Namun apakah
semua pantangan akan terus dibiarkan
tanpa kita mengetahui penyebab dan dampaknya? Ataukah hanya mengikuti apa kata
orang? Terkadang kita juga sering tidak jujur pada diri sendiri dengan adanya
“pantangan “ itu, tanpa mau mempelajarinya secara mendalam.
Jika musim
hujan tiba, para petani di Sumba Timur seolah takut menanam sayur, sepertinya
ada sebuah kutukan. Sebab jika
mereka tanam sayuran saat hujan tiba selalu gagal panen. Ahirnya beranggapan
bahwa menanam sayur saat hujan mereka enggan melakukannya, ini sudah membudaya
sejak dulu.
Dampak dari
sebuah “pantangan” ini masyarakat
jarang mengkonsumsi sayur karena disamping langka dan mahal di pasaran.
“kalau musim
hujan begini yang ada dipasar hanya daun
singkong, bayam serta kangkung sungai yang rame, itupun menurut kami terbilang
mahal.” Kata Dinayati seorang ibu
rumah tangga penduduk Kalu.
“ Sayuran
yang ada di pasar dan yang berkwalitas
itu dikirim dari luar, makanya jika kapal laut bersandar pasti sayuran banyak
di pasaran. Namun harganya tetap saja
mahal mungkin karena ongkos angkutnya jauh. “ Solvina teman dinayati
menambahkan.
Unik, aneh
serta ajaib memang disaat hujan turun para petani di luaran sana berlomba
menanam sayuran , justru di Sumba sebaliknya. Inikah yang disebut “Pantangan”?
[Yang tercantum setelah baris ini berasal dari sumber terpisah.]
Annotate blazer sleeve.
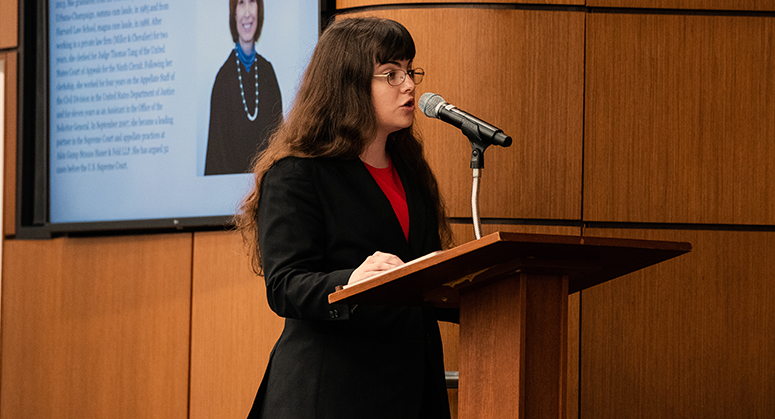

sehingga dampaknya masyarakat diseret pada kemiskinan? Membuat masyarakat menjadi konsumtif?
Untuk
mengantisipasi kelangkaan sayuran di Sumba Timur. Saat ini Ikatan Petani Pengendalian
Hama Terpadu Indonesia,IPPHTI sedang
melakukan bimbingan tetntang berbudidaya sayuran (holtikultura) saat musim
hujan.
Ada beberapa
kelompok tani yang dibimbing oleh IPPHTI,
seperti Kelompok tani Kawara Pandulang di daerah Kalu, Lata luri di Lamenggit
Kelurahan Matawai, Kelompok Wanita Tani daerah Kandara dan kelompok Panda Organik di Panda ,Kelurahan
Wangga, Kecamatan Kambera, Sumba Timur.
Sedangkan
jenis tanaman sayur yang mereka tanam bervariasi, seperti Kol, bunga Kol, jenis
sawi, pakcoy, tomat , semangka dll.
“Selama kami sebagai petani belum pernah ada yang
mengajarkan pola seperti ini, sekalipun
dari dinas pertanian setempat, sepertinya mereka tiarap terus.” Jelas Martinus
Dhawalu anggota kawara Pandulang
setengah kesal.
“sebgai
petani kami berjuang sendirian, mungkin sudah nasibnya .”ujar domisianus petani
Panda organik, setengah menyesali diri.
“Beruntung IPPHTI mau berbagi dengan petani Sumba
Timur, sehingga kami berani mencoba tanam sayur saat hujan tiba.” Katanya lagi.
Mungkin jika
pihak –pihak terkait bisa bergandengan tangan dalam membangun kemandirian
pangan di Bumi Marapu ini akan sangat terasa indah.
Alam memang
penuh dengan misterius, hujan merupakan anugrah bukan musibah.Sedangkan Tanda –tanda alam
diperuntukan bagi orang-orang yang mau berpikir.